Studio gives you both a visual authoring surface and a code editor for the same definition:

  • Statechart / process board. The visual view renders the process as cards and transitions. For larger definitions, use lanes and phases so the graph reads like a business process board instead of a raw dependency graph.
  • Inspector. Clicking a node or transition opens the selected definition as YAML, plus readable fields such as type, tool, interaction, writes, phase, lane, and order.
  • Explain. The inspector can call sys:ExplainProcess for the selected node, guard, or whole process. Use this before changing an unfamiliar definition.
  • Code tab. The full definition is still editable as JSON/YAML when you need bulk changes, search/replace, or a reviewable diff.
  • Live parse. Save is blocked while the document is unparseable.
  • Validation. The save path runs the same server-side process-definition validation used by the validate_process tool. The Studio Assistant calls that tool directly while iterating.

The stored definition contract is explicit about its schema generation: native process definitions carry format_version: 1. Studio can prefill that field for a new draft, but the saved JSON keeps it present so future migrations have a stable boundary.

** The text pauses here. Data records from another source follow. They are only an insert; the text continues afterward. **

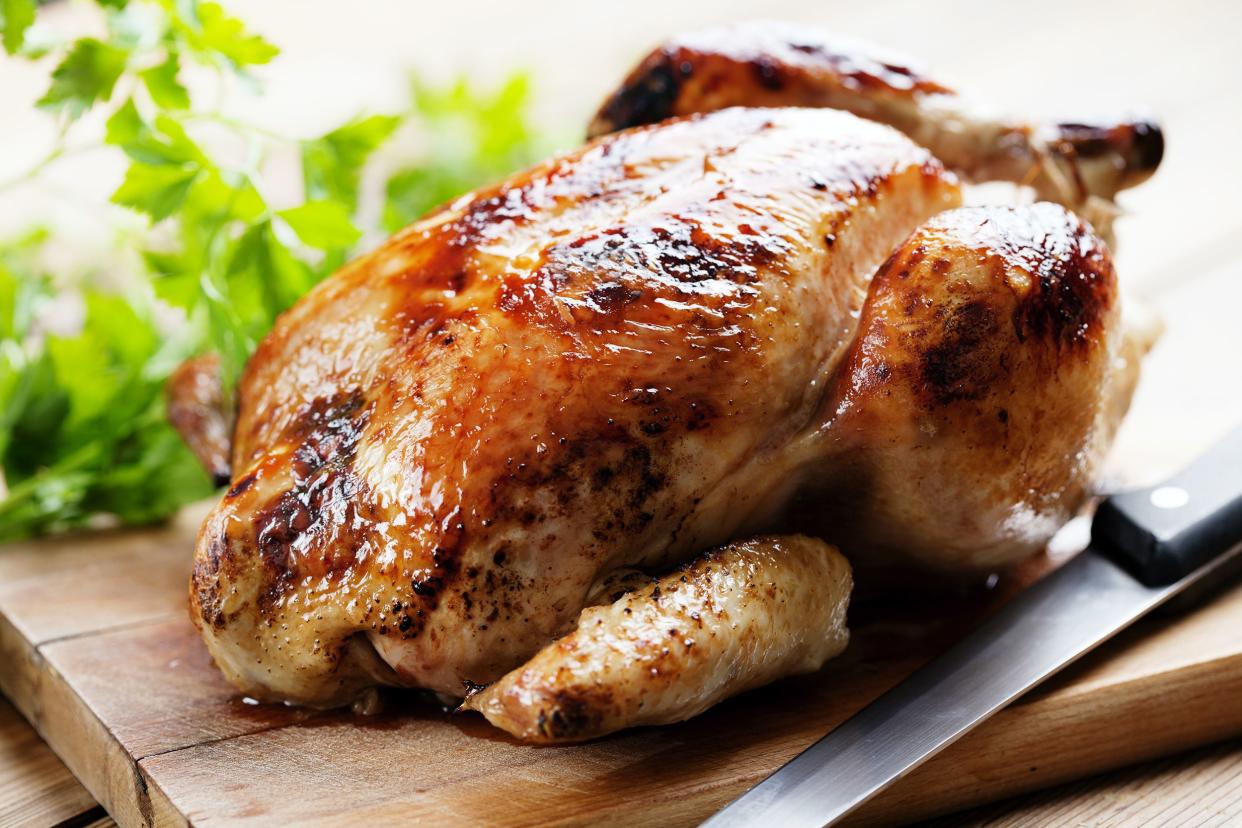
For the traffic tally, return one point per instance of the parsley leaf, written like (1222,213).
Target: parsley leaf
(15,19)
(82,423)
(322,224)
(86,75)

Authoring with the Studio Assistant

The fastest way to go from "I want a process that does X" to a committed draft is the Studio Assistant. When you ask it to author or change a process, it loads the learn_process_design skill — which unlocks the process tools and grammar before it drafts anything:

  • learn_process_design — loads the full process grammar and authoring rules before drafting.
  • list_tools, list_interactions, get_interaction — confirm every name it references actually exists.
  • validate_process — validates a draft JSON against the schema. The assistant iterates until clean.
  • create_process / update_process — write or revise a draft in the catalog.
  • publish_process — publishes a draft only after explicit confirmation.
  • start_process_run, get_process_run — run and inspect a draft to test it end to end.
  • LayoutProcessDefinition — improves visual metadata and transition labels without changing runtime behavior.
  • ask_user, plan, update_plan, think — standard authoring scaffolding.

Its iteration loop is:

  1. Discover — one ask_user batch with all open questions.
  2. Load the grammar (learn_process_design).
  3. Confirm tool / interaction names with the user before referencing them.
  4. Draft the JSON.
  5. Validate; fix every error; repeat until clean.
  6. Create or update a draft. Do not set status or version; the server owns them.
  7. Publish only after explicit confirmation. Include an optional publish comment when one is provided.
  8. Summarize: node graph, inputs expected per run, outputs written to context, where humans intervene.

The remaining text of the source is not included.